For most of last year, Dario Amodei was Silicon Valley's rare voice willing to say out loud what his peers only whispered: AI could eliminate half of all entry-level white-collar knowledge work within years. The stark projection made him the Anthropic CEO that corporate HR departments loved to fear. So it was notable when, at Anthropic's financial services briefing in Lower Manhattan—sitting onstage alongside JPMorgan Chase CEO Jamie Dimon for the first time—Amodei reached for a very different intellectual framework: the Jevons Paradox.

The Pivot to 19th-Century Economics

The shift is more than rhetorical window dressing. William Stanley Jevons was a 19th-century British economist who observed something counterintuitive about coal: as steam engines became more efficient and coal cheaper to use, total consumption went up, not down. Efficiency, he argued, stimulates demand rather than reducing it. Applied to AI and labor, the logic runs like this: if AI makes a lawyer ten times more productive, legal services become cheaper; cheaper legal services mean more clients can afford them; more demand means more lawyers—not fewer. Apollo Global Management's Torsten Slok has been championing this as the "Jevons employment effect," arguing that AI will expand the economic pie rather than shrink individual slices.

The Unstoppable Object Meets the Immovable Force

In a single exchange, Amodei invoked two competing laws of physics-meets-economics to describe what AI might do to human labor.

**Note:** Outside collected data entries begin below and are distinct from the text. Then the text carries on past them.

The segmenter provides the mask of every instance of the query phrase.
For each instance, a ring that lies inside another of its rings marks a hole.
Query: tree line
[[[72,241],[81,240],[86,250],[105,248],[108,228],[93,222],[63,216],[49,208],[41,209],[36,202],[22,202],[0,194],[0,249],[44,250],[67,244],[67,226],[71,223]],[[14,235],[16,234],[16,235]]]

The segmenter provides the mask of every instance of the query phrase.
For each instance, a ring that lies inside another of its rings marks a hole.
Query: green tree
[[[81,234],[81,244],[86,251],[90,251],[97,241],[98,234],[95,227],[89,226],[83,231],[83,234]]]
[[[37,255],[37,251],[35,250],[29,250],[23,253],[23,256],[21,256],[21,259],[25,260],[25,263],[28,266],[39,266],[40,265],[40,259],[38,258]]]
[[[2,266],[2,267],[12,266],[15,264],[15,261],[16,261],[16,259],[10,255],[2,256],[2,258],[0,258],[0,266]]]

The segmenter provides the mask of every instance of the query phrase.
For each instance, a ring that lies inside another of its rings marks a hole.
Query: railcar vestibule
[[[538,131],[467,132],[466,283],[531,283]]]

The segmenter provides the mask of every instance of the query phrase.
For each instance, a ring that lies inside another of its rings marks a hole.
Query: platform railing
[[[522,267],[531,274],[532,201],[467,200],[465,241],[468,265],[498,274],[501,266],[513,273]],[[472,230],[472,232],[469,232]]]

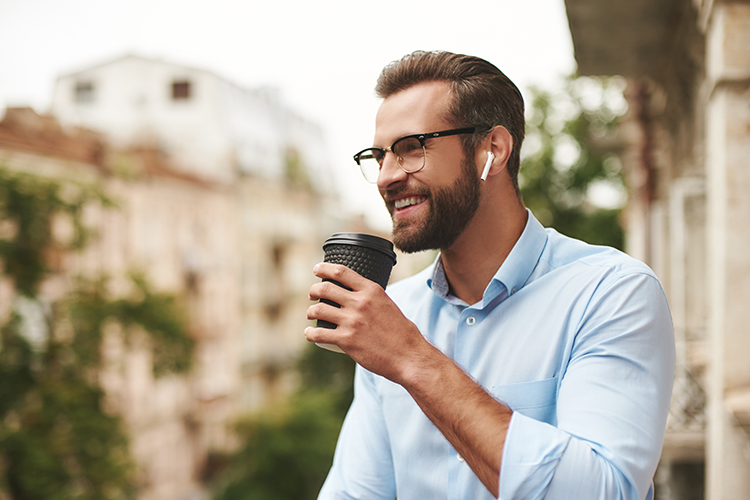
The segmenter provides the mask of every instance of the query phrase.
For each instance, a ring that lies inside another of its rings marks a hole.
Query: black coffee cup
[[[323,262],[342,264],[357,274],[374,281],[383,289],[388,285],[391,270],[396,264],[396,253],[393,251],[393,243],[363,233],[334,233],[323,244],[325,258]],[[325,280],[346,288],[334,280]],[[322,299],[326,304],[341,307],[337,303]],[[335,329],[336,325],[329,321],[318,320],[320,328]],[[332,351],[342,352],[338,347],[331,344],[318,344],[318,346]]]

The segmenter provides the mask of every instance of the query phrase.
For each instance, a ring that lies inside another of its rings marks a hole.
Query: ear
[[[499,174],[508,166],[510,153],[513,151],[513,137],[508,129],[498,125],[492,129],[492,132],[482,141],[482,147],[479,148],[478,154],[484,160],[487,157],[487,151],[491,151],[495,156],[490,166],[488,177]],[[484,161],[481,163],[484,165]]]

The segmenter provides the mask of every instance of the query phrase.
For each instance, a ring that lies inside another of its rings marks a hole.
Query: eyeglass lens
[[[393,143],[391,151],[396,156],[398,165],[406,173],[419,171],[425,163],[425,150],[422,143],[416,137],[404,137]],[[380,167],[385,159],[382,149],[370,149],[363,152],[359,157],[359,167],[368,182],[378,181]]]

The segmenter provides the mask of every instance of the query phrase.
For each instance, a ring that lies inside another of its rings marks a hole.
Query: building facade
[[[100,381],[130,436],[139,500],[205,498],[209,457],[236,446],[237,417],[295,384],[311,269],[346,224],[330,215],[324,138],[273,92],[134,56],[61,77],[53,112],[9,109],[0,163],[100,185],[118,208],[87,209],[98,237],[60,256],[38,299],[101,274],[117,296],[133,271],[184,299],[189,375],[155,378],[148,345],[113,327]],[[15,300],[0,283],[3,318]]]
[[[565,4],[579,74],[628,79],[627,249],[672,308],[657,496],[750,498],[750,2]]]
[[[309,270],[322,258],[321,242],[343,223],[321,129],[273,89],[243,89],[206,70],[133,55],[60,76],[52,112],[66,127],[96,130],[118,148],[152,150],[232,191],[240,404],[256,410],[283,393],[304,345]],[[212,279],[199,252],[191,259]]]
[[[241,383],[234,193],[150,152],[114,151],[89,132],[65,132],[54,118],[28,108],[8,110],[0,123],[0,164],[43,179],[99,186],[117,204],[87,207],[84,223],[97,237],[79,253],[55,257],[39,304],[55,303],[79,276],[106,275],[111,293],[126,296],[131,272],[142,273],[153,289],[186,300],[195,341],[189,375],[154,377],[152,350],[142,336],[113,323],[102,344],[99,381],[108,410],[125,423],[138,498],[202,498],[200,471],[208,453],[232,446]],[[128,175],[115,175],[113,165],[127,167]],[[7,318],[18,303],[8,281],[2,288]]]

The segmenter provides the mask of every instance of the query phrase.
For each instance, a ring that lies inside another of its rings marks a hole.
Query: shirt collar
[[[526,213],[528,214],[526,227],[516,244],[513,245],[505,262],[487,286],[484,292],[484,304],[489,303],[503,290],[507,290],[509,295],[513,295],[523,288],[542,256],[542,251],[547,244],[547,232],[528,208]],[[427,280],[427,286],[438,297],[448,298],[450,287],[448,286],[448,280],[445,278],[445,270],[439,254],[434,263],[432,277]]]

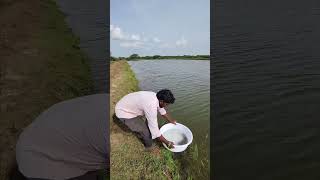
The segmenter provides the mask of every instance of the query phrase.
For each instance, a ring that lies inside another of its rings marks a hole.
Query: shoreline
[[[89,58],[55,1],[0,5],[0,179],[9,179],[23,129],[53,104],[92,94],[93,81]]]
[[[127,61],[110,64],[110,178],[111,179],[181,179],[180,164],[162,145],[158,152],[145,152],[143,144],[114,121],[114,106],[124,95],[139,90],[138,81]]]

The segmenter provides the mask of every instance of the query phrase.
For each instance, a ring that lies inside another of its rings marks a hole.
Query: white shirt
[[[155,92],[138,91],[124,96],[115,106],[118,118],[131,119],[137,116],[145,116],[152,139],[161,136],[158,126],[158,111],[161,115],[166,114],[164,108],[159,107],[159,100]]]

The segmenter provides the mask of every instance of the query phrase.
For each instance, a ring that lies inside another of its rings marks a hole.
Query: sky
[[[111,0],[111,56],[209,55],[210,0]]]

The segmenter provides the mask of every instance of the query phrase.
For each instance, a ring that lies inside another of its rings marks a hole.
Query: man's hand
[[[171,123],[174,124],[174,125],[177,125],[177,121],[176,120],[171,121]]]
[[[174,148],[174,146],[173,146],[173,145],[174,145],[174,144],[173,144],[173,142],[168,141],[167,146],[168,146],[168,148],[169,148],[169,149]]]
[[[169,123],[172,123],[174,125],[177,125],[177,121],[174,120],[173,118],[171,118],[171,116],[169,116],[169,114],[164,114],[162,115],[162,117],[164,117]]]
[[[174,148],[173,142],[166,140],[166,138],[164,138],[162,135],[161,135],[160,137],[158,137],[158,139],[159,139],[161,142],[165,143],[169,149]]]

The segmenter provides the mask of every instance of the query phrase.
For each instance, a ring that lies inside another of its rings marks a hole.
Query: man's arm
[[[146,106],[144,109],[144,114],[148,121],[148,127],[152,136],[152,139],[157,139],[165,143],[169,148],[173,148],[173,142],[166,140],[159,130],[158,120],[157,120],[157,110],[155,108],[150,108],[152,106]],[[159,111],[162,114],[166,114],[165,109],[160,109]]]
[[[157,138],[159,141],[165,143],[169,148],[173,148],[173,142],[166,140],[162,135]]]
[[[169,123],[176,124],[177,121],[174,120],[168,113],[161,115],[163,118],[165,118]]]

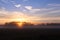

Beyond Jevons, he reached for Amdahl's Law—a computer science principle holding that system speed is limited by its slowest component—which implies even if AI automates most of a job, the remaining human bottleneck becomes the binding constraint. "Many things in this technology that I've seen over the last few years have this feeling of kind of an unstoppable object," he said. Usually when people talk about unstoppable objects, they also refer to an immovable force standing in its way. In Amodei's metaphor, that immovable force is the entire history of modern work—the stubborn persistence of human labor even as technology advances.

The Caveat He Buried Almost Immediately

The problem is that Amodei, almost in the same breath, described precisely the condition under which Jevons stops working. "AI is moving faster than all these previous technologies," he admitted. "And so when you strain a system more than it's usually strained, it's possible you get these weird behaviors and this big disruption." This is not a minor qualification. The Jevons mechanism depends on time—time for markets to recognize new demand, for workers to retrain, and for employers to expand rather than simply contract. The ATM is the classic cautionary example: it didn't eliminate bank tellers immediately, but over two decades, teller employment fell sharply as branch activity shifted. AI is not operating on a two-decade timeline.

The Distribution Problem Nobody's Solving

Even the optimists acknowledge that Jevons operates at the aggregate level, not the individual one. If AI expands demand for legal services globally, that's arguably good for BigLaw partners and potentially catastrophic for first-year associates whose document-review work no longer exists. The pie gets bigger; the slices don't redistribute automatically. Amodei gestured at this problem without resolving it: "Companies have a choice. They can do the same thing with less resources—and that leads to things like layoffs—or they can do more with the same amount of resources. But that requires creativity." Both he and Dimon endorsed wage-reassurance programs and government-funded retraining, with Dimon pointing to NAFTA's trade adjustment assistance as a model—before acknowledging it was "a pretty bad example" because benefits were too hard to access.

Key Takeaways

  • Amodei previously warned AI could eliminate 50% of entry-level white-collar work; he's now citing Jevons Paradox to argue technology expands demand
  • He simultaneously invoked Amdahl's Law, suggesting human bottlenecks will constrain even highly automated systems
  • His own caveat that "AI is moving faster than all previous technologies" undermines the optimistic rebalancing timeline
  • Aggregate economic growth doesn't automatically protect individual workers displaced during transition periods

The Bottom Line

Amodei's evolution from bloodbath prophet to Jevons optimist tracks suspiciously well with Anthropic's growing regulatory exposure, including a Pentagon lawsuit and intensifying Washington scrutiny. Whether he's genuinely updated his views based on evidence or simply recalibrated the narrative for political convenience is worth questioning—but what's clear is that aggregate optimism doesn't write retraining checks for displaced associates. The technology might expand the pie eventually; the question is who gets to eat while we wait.